Aby mieć absolutną pewnosc to nie tylko potrzbny jest mikroskop (bezwzględnie) ale i pewne doświadczenie.

Wobec powyższego określanie zdalne co jest a co nie jest sinicą jest niczym wiecej jak zgadywaniem z fusów.

Ponieważ w akwarium oprócz glonów na pewno zainstalują się sinice to działanie erytromecyny będzie oczywiście skuteczne.

Pytanie tylko czy potrzebne.

Szczerze watpie czy prędkośc inwazyjna klasycznych glonów jest tożsama z prędkościa sinic.
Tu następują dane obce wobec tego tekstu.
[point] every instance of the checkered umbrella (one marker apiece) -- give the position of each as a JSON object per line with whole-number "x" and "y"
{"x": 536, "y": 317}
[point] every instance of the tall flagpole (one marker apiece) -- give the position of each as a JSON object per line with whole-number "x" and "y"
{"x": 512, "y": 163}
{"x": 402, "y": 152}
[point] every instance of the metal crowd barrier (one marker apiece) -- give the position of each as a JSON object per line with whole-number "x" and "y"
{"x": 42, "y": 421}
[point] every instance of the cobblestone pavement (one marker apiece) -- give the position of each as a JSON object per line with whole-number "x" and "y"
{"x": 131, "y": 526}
Teraz jeszcze jeden "mit" ; bo erytromecyna jest wrażliwa na światło.

Tylko jakoś ktoś się nie zastanowił nad czasem od użycia do zadziałania , oraz światło w powietrzu to nie to samo co światło w akwarium.

I coś mi się zdaje że w tym wypadku zanim nastąpi rozkład pod wypływem światła w tych warunkach dawno jej użyteczne działanie się skończy.


Co do toksyn : przeglądając gatunku trafi się i na te toksyczne.

A więc NIE WSZYTKIE są toksyczne, nawet w zagęszczeniu.


Mit sinicowy jest samonapędowy a ich straszliwosc i wielki ryczerz erytromecynowy przyjęty bezkrytycznie.

I ludzie walą to tak często do wody (o czym się można przekonac na wielu forach) jakby dawali swiniom do koryta.

Zero stresu ,zero zastanowienia, tak trzeba i już.

A co jeszcze najciekawsze w tym wszystkim to te rady erytromecynowe sa dawane zdanei i neimal NATYCHMIAST jeśli ktoś tylko wspomni o jakiej tam "inwazji glonów i czy to nie sinice".

Termin "sinice" działa jak płachta na byka powodując zawsze i absolutnie wszędzie jedynie słuszną odpowiedź : erytromecyna.

Wiesz panie Nurosławie co to jest ? Czarna komedia.

Że młodzi to walą bez opamiętania...bywa...ale że starzy kręcą jeszcze tą korbą popularności ?

Coś tu jest nie tak, a na pewno tak być nie powinno.


I na koniec : jakim cudem i szcześciem niebywałem jest to że ja nigdy nie miałem problemu z sinicami ?

Tyle lat minęło i nic.

Pewnie trzymam ryby w wodzie swięconej, bo nawet statystycznie powinienem mieć ten problem,a nie mam.

Opublikowano

Co to za czarnobrunatne"glony" ciągnące się i maziące, pokrywające coraz grubszym kożuchem kamienie, piasek, obrastające szyby w 3 dni?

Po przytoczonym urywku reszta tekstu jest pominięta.